FDA Approves Medtronic's CoreValve Evolut R 34-mm Recaptureable TAVR System

October 26, 2016—Medtronic plc announced the US Food and Drug Administration (FDA) approval and United States launch of the CoreValve Evolut R 34-mm transcatheter aortic valve replacement (TAVR) system. The new Evolut R 34-mm valve is approved for treatment of severe aortic stenosis patients who are at high or extreme risk for surgery with an annulus size ranging from 26 to 30 mm. The CoreValve Evolut R 34-mm valve is only approved in the United States and is not approved in Europe and other countries, advised Medtronic.

Mathew Williams, MD, Coprimary Investigator for the Evolut 34-mm clinical study, commented in the company’s announcement, “We're pleased to have more options to offer patients suffering from severe aortic stenosis who are at high risk or unable to have open heart surgery. This new, larger valve offers patients with larger anatomical structures access to TAVR. For physicians, the recapturable and repositionable Evolut R can lead to increased accuracy in placement and control during the procedure.” Dr. Williams is Chief of Adult Cardiac Surgery and Director of Interventional Cardiology and the Heart Valve Program at the NYU Langone Medical Center in New York, New York.

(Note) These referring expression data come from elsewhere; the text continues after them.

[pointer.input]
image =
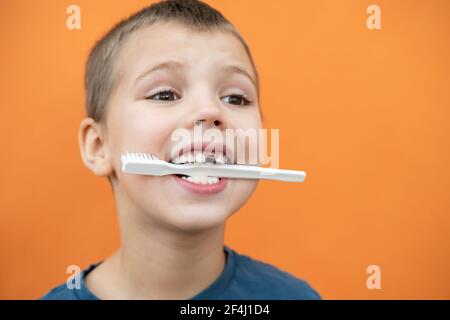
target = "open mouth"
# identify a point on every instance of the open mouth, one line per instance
(200, 157)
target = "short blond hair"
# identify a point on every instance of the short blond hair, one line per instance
(100, 77)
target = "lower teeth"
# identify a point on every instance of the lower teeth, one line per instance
(201, 180)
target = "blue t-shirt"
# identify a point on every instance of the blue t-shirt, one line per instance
(242, 278)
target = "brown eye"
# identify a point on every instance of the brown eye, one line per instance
(165, 95)
(236, 99)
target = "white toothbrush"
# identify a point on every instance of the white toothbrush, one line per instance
(148, 164)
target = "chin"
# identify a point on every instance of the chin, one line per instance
(197, 218)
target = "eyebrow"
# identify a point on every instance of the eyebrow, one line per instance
(236, 69)
(168, 65)
(176, 66)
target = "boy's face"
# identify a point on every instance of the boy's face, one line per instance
(198, 75)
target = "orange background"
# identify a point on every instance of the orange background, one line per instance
(364, 113)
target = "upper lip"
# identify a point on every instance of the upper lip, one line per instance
(204, 146)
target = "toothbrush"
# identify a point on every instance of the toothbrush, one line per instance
(148, 164)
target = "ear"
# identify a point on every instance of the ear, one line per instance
(94, 152)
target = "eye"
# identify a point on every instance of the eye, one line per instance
(164, 95)
(236, 99)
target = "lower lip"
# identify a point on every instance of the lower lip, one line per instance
(202, 188)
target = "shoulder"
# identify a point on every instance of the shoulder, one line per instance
(61, 292)
(265, 281)
(80, 292)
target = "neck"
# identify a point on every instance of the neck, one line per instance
(157, 263)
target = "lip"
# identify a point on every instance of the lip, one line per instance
(204, 189)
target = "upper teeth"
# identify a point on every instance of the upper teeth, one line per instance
(198, 157)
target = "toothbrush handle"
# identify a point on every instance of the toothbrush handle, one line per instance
(241, 172)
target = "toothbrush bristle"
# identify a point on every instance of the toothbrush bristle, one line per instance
(138, 156)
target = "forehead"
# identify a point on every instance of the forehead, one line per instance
(171, 41)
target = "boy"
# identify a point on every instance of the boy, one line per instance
(175, 64)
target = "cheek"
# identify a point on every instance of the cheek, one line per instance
(144, 132)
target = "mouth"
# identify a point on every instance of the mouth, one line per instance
(199, 155)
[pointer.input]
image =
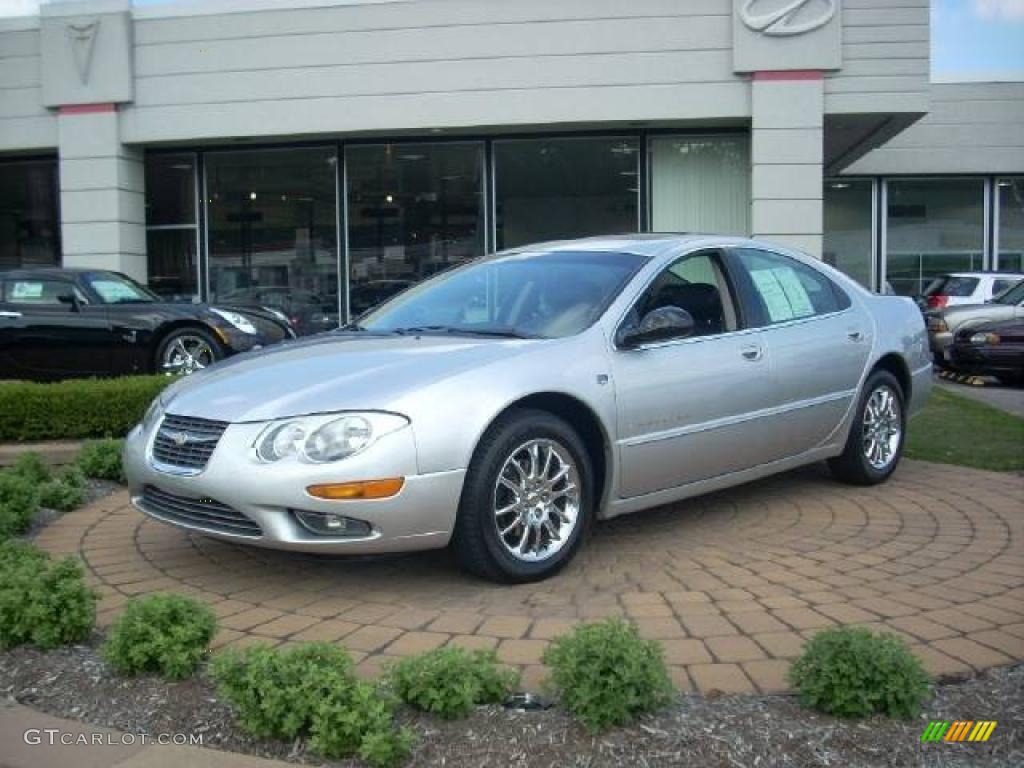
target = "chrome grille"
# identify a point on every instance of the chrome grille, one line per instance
(183, 442)
(202, 513)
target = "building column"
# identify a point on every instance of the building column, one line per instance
(102, 202)
(786, 159)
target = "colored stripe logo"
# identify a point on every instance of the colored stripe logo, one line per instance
(958, 730)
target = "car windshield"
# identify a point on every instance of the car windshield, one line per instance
(117, 289)
(951, 285)
(1013, 295)
(527, 295)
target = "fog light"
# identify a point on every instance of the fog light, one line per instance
(354, 491)
(331, 524)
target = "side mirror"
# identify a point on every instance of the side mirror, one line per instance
(664, 324)
(71, 300)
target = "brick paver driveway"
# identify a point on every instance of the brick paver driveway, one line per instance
(731, 584)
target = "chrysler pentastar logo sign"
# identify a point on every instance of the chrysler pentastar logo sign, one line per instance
(786, 17)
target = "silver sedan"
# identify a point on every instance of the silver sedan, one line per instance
(506, 404)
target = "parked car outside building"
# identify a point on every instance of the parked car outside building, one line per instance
(59, 324)
(990, 349)
(944, 324)
(966, 288)
(505, 404)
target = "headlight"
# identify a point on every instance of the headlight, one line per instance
(239, 321)
(985, 339)
(326, 438)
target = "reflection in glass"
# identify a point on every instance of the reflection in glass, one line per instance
(272, 232)
(171, 225)
(1011, 208)
(933, 226)
(30, 230)
(413, 211)
(700, 184)
(848, 232)
(556, 188)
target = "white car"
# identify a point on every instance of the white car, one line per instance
(966, 288)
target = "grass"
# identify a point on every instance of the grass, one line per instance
(953, 429)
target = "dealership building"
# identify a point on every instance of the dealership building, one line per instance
(332, 152)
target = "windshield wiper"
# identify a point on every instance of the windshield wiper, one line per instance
(498, 332)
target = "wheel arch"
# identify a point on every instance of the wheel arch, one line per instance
(161, 334)
(588, 425)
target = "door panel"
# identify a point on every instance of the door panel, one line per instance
(690, 410)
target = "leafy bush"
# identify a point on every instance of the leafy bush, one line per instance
(310, 688)
(101, 460)
(64, 493)
(32, 467)
(606, 674)
(851, 672)
(18, 500)
(76, 409)
(42, 602)
(450, 682)
(165, 634)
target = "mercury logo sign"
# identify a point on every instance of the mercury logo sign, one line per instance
(786, 17)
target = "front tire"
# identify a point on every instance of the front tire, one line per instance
(527, 499)
(876, 441)
(186, 350)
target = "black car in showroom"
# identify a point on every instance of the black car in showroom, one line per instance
(990, 349)
(59, 324)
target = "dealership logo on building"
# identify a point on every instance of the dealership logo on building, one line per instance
(786, 17)
(83, 40)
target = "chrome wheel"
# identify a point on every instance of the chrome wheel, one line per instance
(537, 500)
(186, 354)
(882, 427)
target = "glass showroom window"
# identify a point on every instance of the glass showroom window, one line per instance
(933, 226)
(413, 211)
(564, 187)
(30, 227)
(272, 231)
(849, 233)
(1010, 230)
(171, 225)
(700, 184)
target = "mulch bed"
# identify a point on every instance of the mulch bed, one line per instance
(721, 731)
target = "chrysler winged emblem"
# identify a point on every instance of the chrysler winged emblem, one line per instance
(83, 39)
(786, 17)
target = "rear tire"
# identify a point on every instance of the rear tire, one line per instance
(877, 436)
(527, 499)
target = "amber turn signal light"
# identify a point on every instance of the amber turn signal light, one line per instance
(361, 489)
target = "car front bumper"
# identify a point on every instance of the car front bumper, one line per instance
(420, 516)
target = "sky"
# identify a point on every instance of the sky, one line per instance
(972, 40)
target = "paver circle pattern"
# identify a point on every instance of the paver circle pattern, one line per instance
(731, 584)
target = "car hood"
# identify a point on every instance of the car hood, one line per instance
(331, 372)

The Evolut R 34-mm valve is delivered through the EnVeo R delivery catheter system, which features the company’s InLine sheath. The system’s true delivery profile is 16F, which provides a greater opportunity to treat patients with smaller vessels through the preferred transfemoral access route. The Evolut R system is designed with a self-expanding nitinol frame to fit within the native aortic valve, using its supra-annular valve position to help achieve excellent hemodynamic performance, stated the company.